Taking @SiongthyeGoh's comment, in the above picture, $AE=1$, $\angle BAE=x$, $\angle BAC=\beta$, and $\angle BAD=\alpha$.

It follows that $DE=\sin(x+\alpha)$ and $CE=\sin(x+\beta)$. Applying the cosine theorem to $\triangle DCE$, the given expression is equal to $DC^2$, hence is a constant.

Solution 2:

Let $$E=\sin^2(x+\alpha)+\sin^2(x+\beta)-\color {blue}{2\cos(\alpha-\beta)\sin(x+\alpha)}\sin(x+\beta)$$

Now use $2\cos A \sin B = \sin (A+B) - \sin (A-B)$.
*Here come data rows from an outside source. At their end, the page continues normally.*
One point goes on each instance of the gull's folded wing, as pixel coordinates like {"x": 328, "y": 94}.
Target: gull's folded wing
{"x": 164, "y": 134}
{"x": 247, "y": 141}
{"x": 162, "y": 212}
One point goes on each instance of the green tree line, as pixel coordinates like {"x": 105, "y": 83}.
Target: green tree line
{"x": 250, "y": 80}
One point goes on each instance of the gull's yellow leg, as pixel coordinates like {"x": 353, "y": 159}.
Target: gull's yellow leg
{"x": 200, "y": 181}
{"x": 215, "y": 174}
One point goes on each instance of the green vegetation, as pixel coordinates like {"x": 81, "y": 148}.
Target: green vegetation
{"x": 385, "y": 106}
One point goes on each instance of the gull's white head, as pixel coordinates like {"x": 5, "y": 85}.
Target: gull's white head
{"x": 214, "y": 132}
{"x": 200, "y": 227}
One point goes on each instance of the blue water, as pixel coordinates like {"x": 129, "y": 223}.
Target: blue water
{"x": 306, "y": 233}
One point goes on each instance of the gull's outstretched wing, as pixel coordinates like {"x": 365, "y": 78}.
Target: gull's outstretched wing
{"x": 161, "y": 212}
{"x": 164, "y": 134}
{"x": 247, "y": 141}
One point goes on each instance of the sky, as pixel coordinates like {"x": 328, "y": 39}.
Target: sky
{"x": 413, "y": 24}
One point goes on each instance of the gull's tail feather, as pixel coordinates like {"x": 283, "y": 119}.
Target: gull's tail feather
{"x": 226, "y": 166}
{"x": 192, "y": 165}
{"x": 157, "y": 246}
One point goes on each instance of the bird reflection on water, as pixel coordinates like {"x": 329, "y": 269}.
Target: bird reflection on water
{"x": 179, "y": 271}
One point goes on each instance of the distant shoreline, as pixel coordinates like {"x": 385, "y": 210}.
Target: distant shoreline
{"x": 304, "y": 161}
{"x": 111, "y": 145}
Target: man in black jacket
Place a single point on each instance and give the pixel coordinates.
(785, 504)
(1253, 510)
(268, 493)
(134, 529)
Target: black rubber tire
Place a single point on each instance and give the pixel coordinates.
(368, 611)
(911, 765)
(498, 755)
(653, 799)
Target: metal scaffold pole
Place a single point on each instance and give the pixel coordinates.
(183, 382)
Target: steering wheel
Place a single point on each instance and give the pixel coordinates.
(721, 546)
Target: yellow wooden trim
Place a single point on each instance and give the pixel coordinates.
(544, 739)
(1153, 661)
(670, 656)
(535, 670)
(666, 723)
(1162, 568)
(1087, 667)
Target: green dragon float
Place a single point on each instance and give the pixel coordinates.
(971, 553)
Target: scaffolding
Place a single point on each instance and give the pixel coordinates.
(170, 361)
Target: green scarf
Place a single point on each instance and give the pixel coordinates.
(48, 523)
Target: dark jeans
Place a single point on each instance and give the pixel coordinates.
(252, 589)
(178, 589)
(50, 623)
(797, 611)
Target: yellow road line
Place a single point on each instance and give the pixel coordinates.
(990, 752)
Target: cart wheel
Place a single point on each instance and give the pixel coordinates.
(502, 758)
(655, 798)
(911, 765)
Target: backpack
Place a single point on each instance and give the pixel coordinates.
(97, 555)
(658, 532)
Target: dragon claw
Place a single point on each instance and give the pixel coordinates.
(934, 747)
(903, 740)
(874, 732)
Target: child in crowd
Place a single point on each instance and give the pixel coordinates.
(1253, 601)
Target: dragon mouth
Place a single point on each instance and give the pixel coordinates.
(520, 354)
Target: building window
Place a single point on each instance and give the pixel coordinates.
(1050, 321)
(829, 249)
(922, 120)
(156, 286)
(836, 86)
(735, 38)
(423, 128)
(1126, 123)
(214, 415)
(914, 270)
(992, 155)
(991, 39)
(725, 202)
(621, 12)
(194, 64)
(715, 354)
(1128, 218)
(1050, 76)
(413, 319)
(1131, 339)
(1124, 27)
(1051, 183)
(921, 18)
$$E=\sin^2(x+\alpha)+\sin^2(x+\beta)-\left[\sin\left(\alpha-\beta +x+\alpha\right)-\sin\left(\alpha-\beta -x-\alpha\right)\right]\sin(x+\beta)$$

$$E=\sin^2(x+\alpha)+\sin^2(x+\beta)-\left[\sin\left(\alpha-\beta +x+\alpha\right)-\sin\left(-\beta -x\right)\right]\sin(x+\beta)$$

$$E=\sin^2(x+\alpha)+\sin^2(x+\beta)-\left[\sin\left(\alpha-\beta +x+\alpha\right)+\sin\left(x+\beta \right)\right]\sin(x+\beta)$$

$$E=\sin^2(x+\alpha)-\color {red}{\sin\left(\alpha-\beta +x+\alpha\right)\sin(x+\beta)}$$

Now use $2\sin A \sin B = \cos (A-B) - \cos (A+B)$.
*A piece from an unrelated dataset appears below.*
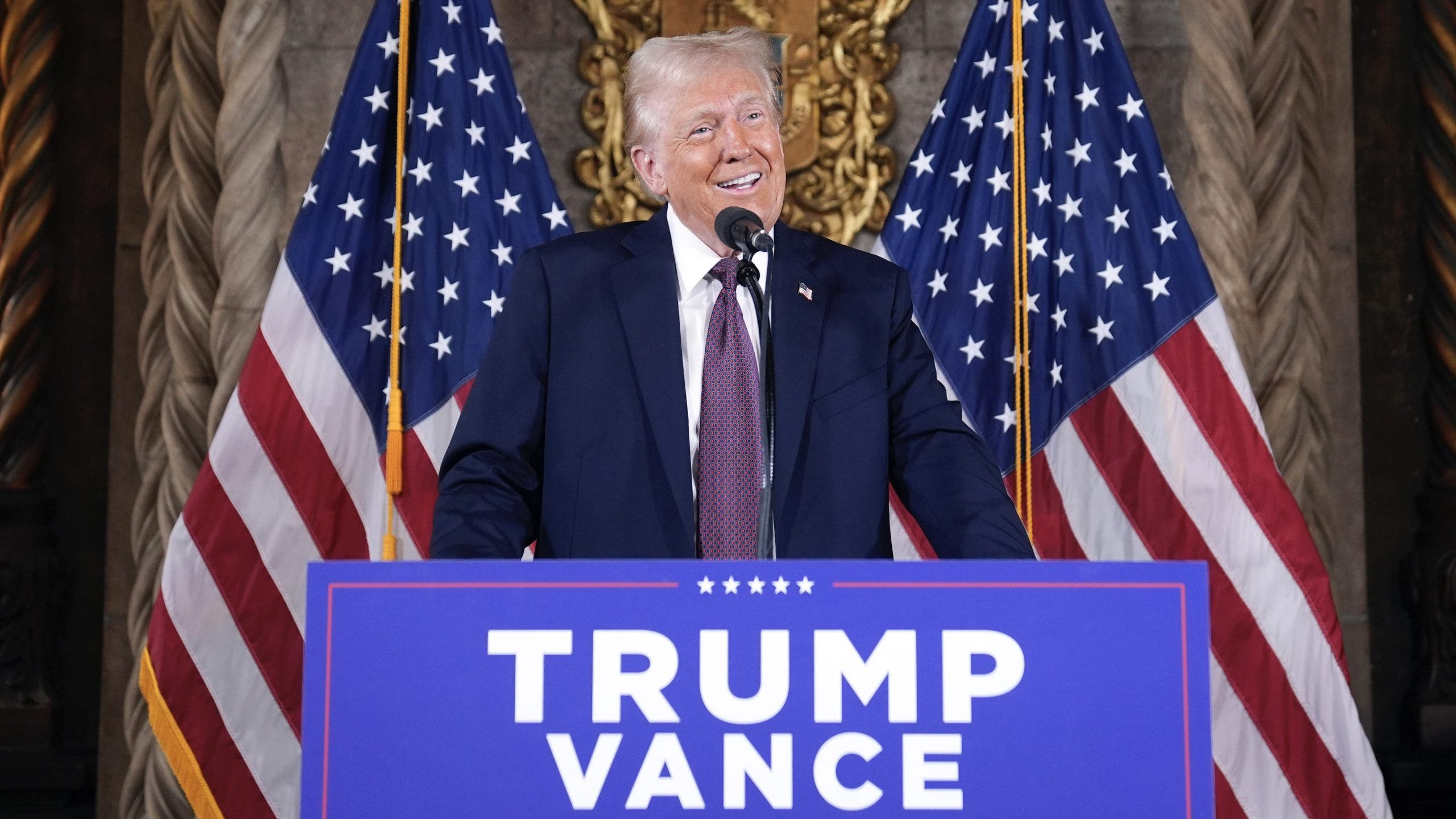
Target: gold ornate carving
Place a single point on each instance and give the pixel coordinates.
(835, 102)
$$E=\sin^2(x+\alpha)-\frac{1}{2}\left[\cos(2\alpha-2\beta)-\cos(2x+2\alpha)\right]$$

$$E=\sin^2(x+\alpha)-\frac{1}{2}\cos(2\alpha-2\beta)+\frac{1}{2}\color{green}{\cos(2x+2\alpha)}$$

$$E=\sin^2(x+\alpha)-\frac{1}{2}\cos(2\alpha-2\beta)+\frac{1}{2}\left[1-2\sin^2(x+\alpha)\right]$$

$$E=\frac{1}{2}-\frac{1}{2}\cos(2\alpha-2\beta)$$

Solution 3:

$$F=\sin^2(x+\alpha)+\sin^2(x+\beta)-2\cos(\alpha-\beta)\sin(x+\alpha)\sin(x+\beta)$$

$$=1-\{\underbrace{\cos^2(x+\alpha)-\sin^2(x+\beta)}\}-\cos(\alpha-\beta)\{\underbrace{2\sin(x+\alpha)\sin(x+\beta)}\}$$

Using Prove that $\cos (A + B)\cos (A - B) = {\cos ^2}A - {\sin ^2}B$ and Werner Formula$(2\sin A\sin B=\cdots),$ $$D=1-\cos(2x+\alpha+\beta)\cos(\alpha-\beta)-\cos(\alpha-\beta)[\cos(\alpha-\beta)-\cos(2x+\alpha+\beta)]$$

$$=\cdots=1-\cos^2(\alpha-\beta)$$ which is independent of $x$

Solution 4:

HINT

Use the formulas $\sin^2t=\frac {1-\cos2t} 2$ and $\cos2p+\cos2q=2\cos(p+q)\cos(p-q)$.

Solution 5:

$$\text {Let }\quad L=\sin^2 (x+a)+\sin^2(x+b).$$ $$\text {Let }\quad R=-2\cos (a-b)\sin (x+a) \sin (x+b).$$ $$\text {We have }\quad L=\frac {1}{2}(1-\cos (2x+2a) +\frac {1}{2}(1-\cos (2x+2b).$$ Now with $y=2x+a+b$ and $z=a-b$ we have $$\cos (2x+2a)=\cos (y+z)=\cos y \cos z-\sin y \sin z. $$ $$\cos (2x+2b)=\cos (y-z)=\cos y \cos z +\sin y \sin z .$$ $$\text {Thus, }\quad\cos (2x+2a) + \cos (2x+2b )=2 \cos y \cos z.$$ $$\text {Therefore }\quad L=1-\cos y \cos z.$$ The motivation for this comes from examining R : We always have $\sin U \sin V= \frac {1}{2}(\cos (U-V)-\cos (U+V)). $ So we have $$\sin (x+a) \sin (x+b)=\frac {1}{2}(\cos (a-b)-\cos (2x+a+b))=\frac {1}{2}(\cos z-\cos y).$$ $$\text {Therefore }\quad R= (-2\cos z)\cdot \frac {1}{2}(\cos z-\cos y)=-\cos^2 z+\cos z \cos y.$$ $$\text {In conclusion, } \quad L+R=1-\cos^2z=1-\cos^2 (a-b)$$ which is independent of $x.$